Second, it appears that my brother and his wife are filing for divorce. Damn. Very little shocks me anymore, but this is a nasty surprise. If the situation truly is irreconcilable, I hope they can eventually work something out that will allow their wonderful children to have meaningful access to both parents. I know, as does my brother, that growing up a child of divorce becomes exponentially tougher when one of the parents is effectively absent. While I can imagine that the frustration and disappointment that brought an 11-year marriage to the brink of destruction must be quite profound, I am hoping that the two imminent divorcees soon tire of swinging the battle axes long enough to fashion a working relationship regarding the children. My brother and his (soon-to-be-former?) wife have years of anger and frustration ahead of them, and their kids will witness it all (and absorb most of it). I don’t envy their respective situations, but I hope they can manage to work through this difficult time with whatever grit and determination allowed them to work through their differences for 11 years and still come up with three beautiful young human beings.
Finally, the bigotry and mean-spirited arrogance on display in the Occupied Territories of Palestine came to my mind as I was reading James W. Loewen’s latest book, Sundown Towns.
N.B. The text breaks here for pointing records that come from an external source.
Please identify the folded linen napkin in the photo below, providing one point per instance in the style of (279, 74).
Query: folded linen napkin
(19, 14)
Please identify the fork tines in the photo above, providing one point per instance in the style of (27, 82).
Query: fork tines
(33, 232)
The following blurb sums up what I’ve read so far quite nicely, though it fails to capture the depth and breadth of the moral depravity Loewen has painstakingly recorded:
No blacks allowed, especially after dark. This was the unwritten rule in a “sundown” town. In his trademark revelatory style, bestselling author James W. Loewen explores one of America’s best-kept secrets as he unearths the making of sundown towns and discloses the fact that many white neighborhoods and suburbs are the result of years of racism and segregation. Anna, Illinois; Darien, Connecticut; and Cedar Key, Florida, are just a few examples of the thousands of all-white towns established between 1890 and 1968, many of which still exist today. White residents of these towns used any means possible — including the law, harassment, race riots, and even murder — to keep African Americans and other minority groups out.
Powerful and unprecedented, Sundown Towns tells the story of how these towns came into existence, what maintains them, and what to do about them. It also deepens our understanding of the role racism has played and continues to play in our society.
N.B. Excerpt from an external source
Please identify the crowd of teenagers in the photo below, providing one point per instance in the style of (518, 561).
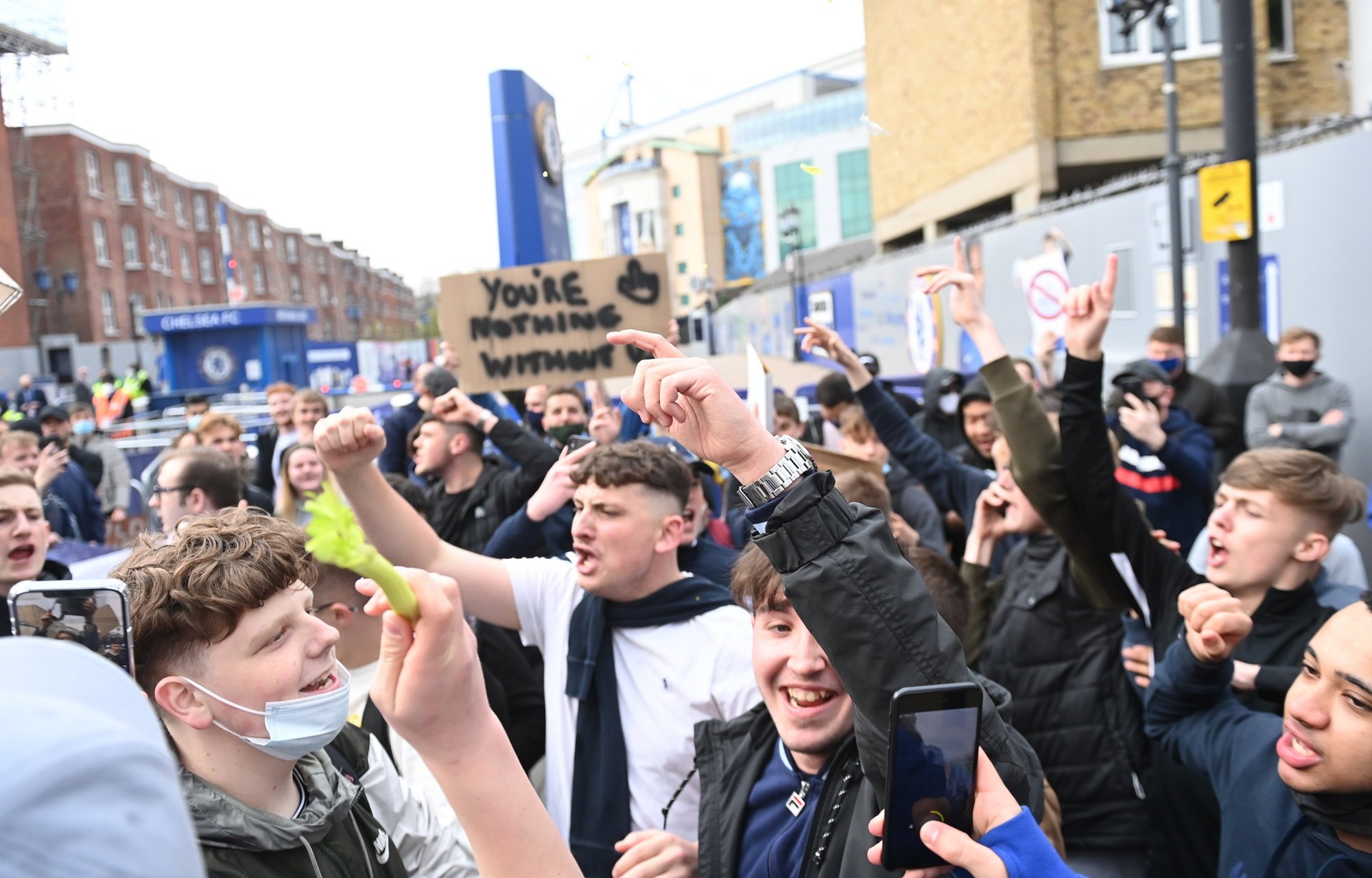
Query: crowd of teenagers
(672, 651)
Imagine what would have happened if blacks had made up roughly half the population of the U.S., and white people had tried to use such tactics against them. I suppose a better analogy to the Israeli/Palestinian conflict would be if Native Americans had been present in such numbers, but the resulting dynamic would be quite similar. The Eurocentric racism that leads to the actual and implied brutality of sundown towns and sundown suburbs isn’t all that different from the self-righteous bigotry at the core of Zionism. The belief that God has given you something that clearly belonged to someone else; that such divine blessings make you better than those from who you have stolen; and that those whom you oppress are to blame for your brutality, are indicative of a massive tumor of injustice that lies at the core of both the U.S. and the Zionist experiments. While both enterprises have long benefitted from fortuitous timing and ruthlessly effective applications of violence and subterfuge, they are not sustainable. Nor will they achieve sustainability until they acknowledge and work to remedy the injustice that is their birthright.